Testing a Newspaper/Education Analogy

Flickr CC Photo by shimray
I watch with fascination the evolution and transformation of the newspaper business.  My Grandfather Baker was once editor at the Ann Arbor News, a newspaper that has morphed into  A while ago, I while scanning Newspaper Death Watch I came across some of John Paton's remarks presentation to the INMA  Transportation of News Summit.

As I looked over his speech, I found myself using my imagination a bit and applying some of his remarks to schools and educators:

You don’t transform from broken. You don’t tinker or tweak. You start again – anew

Doing more of the same with less results in the same done worse. It is prolonging the death of a broken . . .  model rather than adapting to the realities of the present.

[The reason the industry isn’t changing faster is] fear, lack of knowledge and an aging managerial cadre that is cynically calculating how much they DON’T have to change before they get across the early retirement goal line. Stop listening to the newspaper people and start listening to the rest of the world.

We are getting out of anything that does not fall into our core competencies of content creation and the selling of our audience to advertisers. Reduce it or stop it. Outsource it or sell it.

You must supply the tools. . . .increasing training. . . supplying the tools.

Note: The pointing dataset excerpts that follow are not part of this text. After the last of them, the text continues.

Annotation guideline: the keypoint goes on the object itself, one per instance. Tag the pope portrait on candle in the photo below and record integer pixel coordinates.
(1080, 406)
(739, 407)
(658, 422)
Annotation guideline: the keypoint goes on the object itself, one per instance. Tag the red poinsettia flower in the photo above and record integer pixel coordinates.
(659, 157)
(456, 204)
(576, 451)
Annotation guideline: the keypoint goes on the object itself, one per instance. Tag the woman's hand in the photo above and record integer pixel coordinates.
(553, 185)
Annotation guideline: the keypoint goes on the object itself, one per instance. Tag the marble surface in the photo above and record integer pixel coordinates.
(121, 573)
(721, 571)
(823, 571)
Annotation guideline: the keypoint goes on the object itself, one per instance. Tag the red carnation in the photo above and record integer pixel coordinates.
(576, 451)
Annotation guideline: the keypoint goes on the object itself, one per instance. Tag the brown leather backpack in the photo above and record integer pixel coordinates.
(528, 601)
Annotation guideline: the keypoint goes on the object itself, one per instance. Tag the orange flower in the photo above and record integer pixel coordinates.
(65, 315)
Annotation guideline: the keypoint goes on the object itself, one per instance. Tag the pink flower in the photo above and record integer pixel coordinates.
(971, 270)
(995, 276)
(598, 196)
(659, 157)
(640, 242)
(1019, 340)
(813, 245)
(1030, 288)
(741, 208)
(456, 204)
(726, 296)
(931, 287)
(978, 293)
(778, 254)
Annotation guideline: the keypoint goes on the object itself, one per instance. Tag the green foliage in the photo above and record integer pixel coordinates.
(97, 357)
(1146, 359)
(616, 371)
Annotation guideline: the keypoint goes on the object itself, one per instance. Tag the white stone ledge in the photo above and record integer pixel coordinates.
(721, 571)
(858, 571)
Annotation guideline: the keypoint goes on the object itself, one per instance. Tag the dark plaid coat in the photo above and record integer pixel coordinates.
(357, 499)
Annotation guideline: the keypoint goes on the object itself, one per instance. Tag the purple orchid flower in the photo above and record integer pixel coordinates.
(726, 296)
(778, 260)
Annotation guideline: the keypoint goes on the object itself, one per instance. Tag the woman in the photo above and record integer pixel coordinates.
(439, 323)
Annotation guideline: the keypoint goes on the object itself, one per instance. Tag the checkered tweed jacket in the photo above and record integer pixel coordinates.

You might be surprised at the quote that struck me the most. It was the one about focusing on "core competencies".   A school's core competency is learning, right?  At our school by focusing on Tony Wagner's "Seven Survival Skills", we are essentially trying to help students learn how to learn.  That means reimagining ourselves as guides, instead of experts and focusing on the learning process instead of information acquisition.  It strikes me how many resources and activities (both curricular and extra-curricular) at a brick and mortar school are not related to the core competency of learning.  While the public is not likely to cast us aside as casually as the habit of subscribing to a daily newspaper, the similarities are somewhat ominous.